Lenski was born in 1893 in Springfield, Ohio, but soon moved to the small community of Anna. She was a voracious reader throughout her childhood. After graduating from Ohio State University, she studied at the Art Students’ League in New York and the Westminster School of Art in London, England. She began her literary career by illustrating the works of other writers such as Hugh Lofting (author of Doctor Dolittle) and Maud Hart Lovelace (author of the Betsy-Tacy books). The first two books that Lenski wrote herself–Skipping Village in 1927 and A Little Girl of Nineteen Hundred in 1928–were based on her own childhood in Ohio. Lenski went on to write numerous historical and regional novels for young people, and won the Newbery Award for Strawberry Girl in 1946. She died in 1974 at the age of 80.
In the 1930s Lenski began to donate original artwork and other items to libraries, where they would be available to the public. The letter above was written in 1944 to the director of the Ohioana Library, offering to donate pieces from her first two books. The images below show some of these items.
On the left is the cover from a small mock-up of A Little Girl of Nineteen Hundred, showing that the book’s title changed slightly during the development process.

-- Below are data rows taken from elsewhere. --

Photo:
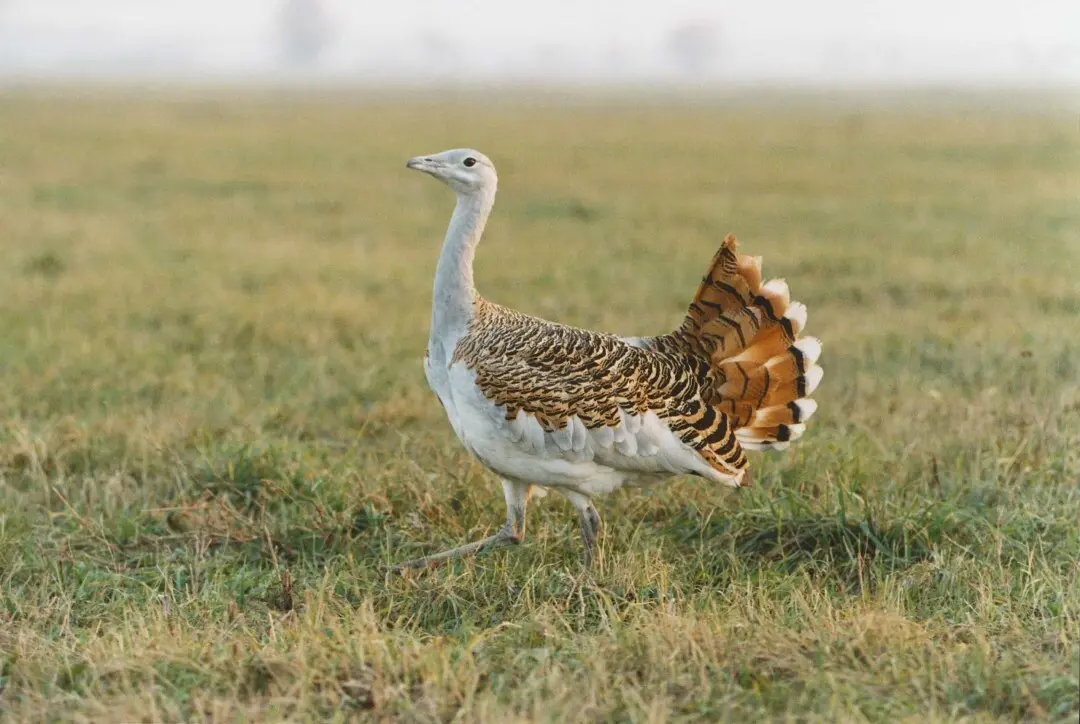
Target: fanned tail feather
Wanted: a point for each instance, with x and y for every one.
(748, 332)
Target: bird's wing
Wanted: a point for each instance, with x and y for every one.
(564, 393)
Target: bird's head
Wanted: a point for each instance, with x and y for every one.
(463, 170)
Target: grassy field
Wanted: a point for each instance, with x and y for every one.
(215, 427)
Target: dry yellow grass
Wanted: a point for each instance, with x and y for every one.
(216, 427)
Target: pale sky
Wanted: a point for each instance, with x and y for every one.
(827, 41)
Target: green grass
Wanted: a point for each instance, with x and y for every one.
(215, 426)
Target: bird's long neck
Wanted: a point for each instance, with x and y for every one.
(454, 293)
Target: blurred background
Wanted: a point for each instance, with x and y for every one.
(832, 42)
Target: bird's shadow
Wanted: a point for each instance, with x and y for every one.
(837, 545)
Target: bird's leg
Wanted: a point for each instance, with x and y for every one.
(590, 520)
(513, 532)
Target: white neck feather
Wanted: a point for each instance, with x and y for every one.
(454, 293)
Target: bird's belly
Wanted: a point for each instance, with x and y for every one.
(482, 428)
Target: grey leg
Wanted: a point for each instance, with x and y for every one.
(513, 532)
(590, 520)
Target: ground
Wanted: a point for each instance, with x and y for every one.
(215, 427)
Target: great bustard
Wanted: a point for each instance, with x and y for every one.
(544, 405)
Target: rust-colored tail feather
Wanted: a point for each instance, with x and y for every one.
(748, 332)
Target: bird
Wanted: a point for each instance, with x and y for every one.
(548, 406)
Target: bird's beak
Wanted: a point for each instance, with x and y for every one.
(421, 163)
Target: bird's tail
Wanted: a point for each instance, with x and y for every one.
(748, 331)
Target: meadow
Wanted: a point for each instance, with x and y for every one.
(215, 429)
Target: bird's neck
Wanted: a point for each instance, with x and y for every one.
(454, 293)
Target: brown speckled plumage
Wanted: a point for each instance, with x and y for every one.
(554, 372)
(548, 406)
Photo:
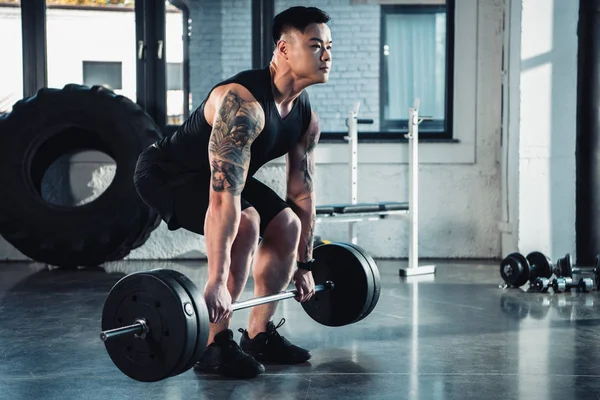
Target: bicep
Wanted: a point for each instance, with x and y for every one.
(236, 125)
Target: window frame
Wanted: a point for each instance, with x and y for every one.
(428, 129)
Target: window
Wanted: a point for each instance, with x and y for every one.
(416, 59)
(174, 76)
(176, 40)
(11, 70)
(80, 48)
(107, 74)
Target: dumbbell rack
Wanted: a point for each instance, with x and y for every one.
(536, 268)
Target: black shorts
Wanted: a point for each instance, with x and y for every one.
(181, 199)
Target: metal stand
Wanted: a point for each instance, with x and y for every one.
(413, 194)
(353, 139)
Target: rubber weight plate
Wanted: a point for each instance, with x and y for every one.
(162, 305)
(353, 280)
(514, 269)
(170, 277)
(376, 279)
(201, 312)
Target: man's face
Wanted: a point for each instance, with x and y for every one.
(309, 53)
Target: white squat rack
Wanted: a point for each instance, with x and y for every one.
(354, 212)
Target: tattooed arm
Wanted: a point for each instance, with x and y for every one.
(238, 120)
(300, 190)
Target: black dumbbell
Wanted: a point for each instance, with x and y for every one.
(541, 285)
(564, 268)
(566, 283)
(516, 269)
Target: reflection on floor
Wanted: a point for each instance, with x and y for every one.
(449, 336)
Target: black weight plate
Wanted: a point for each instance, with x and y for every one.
(514, 269)
(189, 307)
(353, 280)
(541, 263)
(201, 312)
(145, 295)
(376, 279)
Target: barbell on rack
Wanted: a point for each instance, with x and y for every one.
(155, 323)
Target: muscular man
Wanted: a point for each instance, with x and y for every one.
(201, 179)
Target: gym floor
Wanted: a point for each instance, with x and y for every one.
(449, 336)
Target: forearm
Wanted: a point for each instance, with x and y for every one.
(222, 222)
(304, 207)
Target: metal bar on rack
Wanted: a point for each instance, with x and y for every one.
(413, 196)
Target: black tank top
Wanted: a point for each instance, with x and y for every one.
(187, 148)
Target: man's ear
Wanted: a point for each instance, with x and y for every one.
(283, 47)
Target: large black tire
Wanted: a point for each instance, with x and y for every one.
(48, 125)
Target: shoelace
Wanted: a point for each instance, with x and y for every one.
(273, 330)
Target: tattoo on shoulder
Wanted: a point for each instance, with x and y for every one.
(236, 126)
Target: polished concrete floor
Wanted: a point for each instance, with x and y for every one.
(455, 335)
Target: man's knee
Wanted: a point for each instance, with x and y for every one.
(249, 229)
(283, 232)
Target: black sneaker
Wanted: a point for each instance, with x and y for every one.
(225, 357)
(271, 348)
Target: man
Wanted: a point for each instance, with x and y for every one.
(201, 179)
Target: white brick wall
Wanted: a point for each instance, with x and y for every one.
(220, 45)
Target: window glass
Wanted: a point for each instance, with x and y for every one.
(414, 62)
(11, 68)
(81, 49)
(175, 28)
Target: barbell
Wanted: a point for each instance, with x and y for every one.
(155, 323)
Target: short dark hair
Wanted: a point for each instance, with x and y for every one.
(299, 18)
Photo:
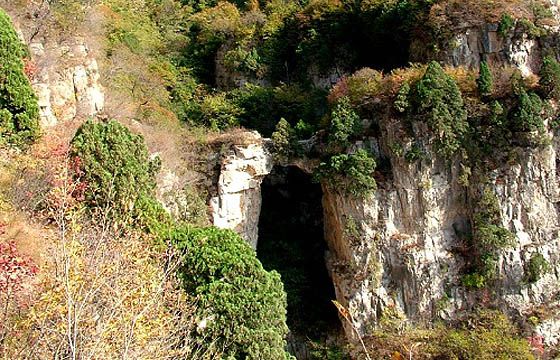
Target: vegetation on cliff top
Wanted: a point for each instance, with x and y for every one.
(19, 112)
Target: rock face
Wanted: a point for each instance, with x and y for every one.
(237, 202)
(401, 249)
(65, 76)
(66, 82)
(405, 255)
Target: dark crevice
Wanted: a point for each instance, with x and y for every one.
(291, 241)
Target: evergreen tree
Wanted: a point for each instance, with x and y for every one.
(440, 104)
(283, 141)
(241, 307)
(550, 78)
(19, 112)
(485, 81)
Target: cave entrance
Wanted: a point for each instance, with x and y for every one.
(291, 241)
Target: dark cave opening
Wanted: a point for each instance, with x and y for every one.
(291, 241)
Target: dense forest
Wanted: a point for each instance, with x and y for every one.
(98, 260)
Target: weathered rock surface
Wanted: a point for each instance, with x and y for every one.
(66, 82)
(406, 254)
(237, 202)
(472, 45)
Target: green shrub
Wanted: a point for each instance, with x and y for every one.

The mock-up includes several pages and is hand-stitched. The middle image shows a later version of the same cover, sporting a revised title and finished artwork. On the right is the final cover from Ohioana’s collection copy of the book, which is a later edition. It shows a few more changes, including gold accents and a new publisher. (The original publisher, Frederick A. Stokes, was acquired by J.B. Lippincott in 1943.)
The image below left shows an interior page from the mock-up, including edits handwritten in pencil. At right is the same page from Ohioana’s collection copy.